Version:

Best Practices

The following sections discuss practices that can impact your data integrity, performance, and cost.

Chunking

Proper chunking is essential for effective vector search because it balances semantic coherence with search granularity. Chunks that are too small lose context, while chunks that are too large dilute relevance signals.

A chunk size of 200-500 tokens works well for most use cases.
An overlap of 10-20% (50-100 tokens) provides good context between adjacent chunks.
Use a token-based strategy for general purpose content and the markdown strategy for structured documents.

Performance

Optimizing performance ensures efficient resource utilization and faster embedding generation. These settings help minimize API costs while maintaining responsive processing speeds.

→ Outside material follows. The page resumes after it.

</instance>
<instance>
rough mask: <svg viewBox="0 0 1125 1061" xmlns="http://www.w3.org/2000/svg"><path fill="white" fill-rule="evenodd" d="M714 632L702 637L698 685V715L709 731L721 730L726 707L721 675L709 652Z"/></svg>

Larger batches of 10-50 items are more efficient for API calls.
Match the worker count to your API rate limits to avoid throttling.
Regularly clear completed items from the queue to keep it small and responsive.

API Usage

Managing API usage carefully prevents service interruptions and controls costs. Following these practices helps maintain reliable operation and protects sensitive credentials.

Be aware of your provider's rate limits to avoid service interruptions.
Monitor your API usage closely, especially when working with large datasets.
Keep API keys secure by using proper file permissions (0600) on key files.

Data Management

Effective data management ensures clean operations and provides flexibility when updating embeddings. These practices help maintain data integrity and optimize storage usage.

The system automatically skips NULL, empty, and whitespace-only content.
Use the reprocess_chunks() function to queue existing chunks that are missing embeddings.
Use the recreate_chunks() function for a complete chunk regeneration, which deletes all existing chunks first.
Each column gets independent chunk tables and triggers, so you can disable them selectively as needed.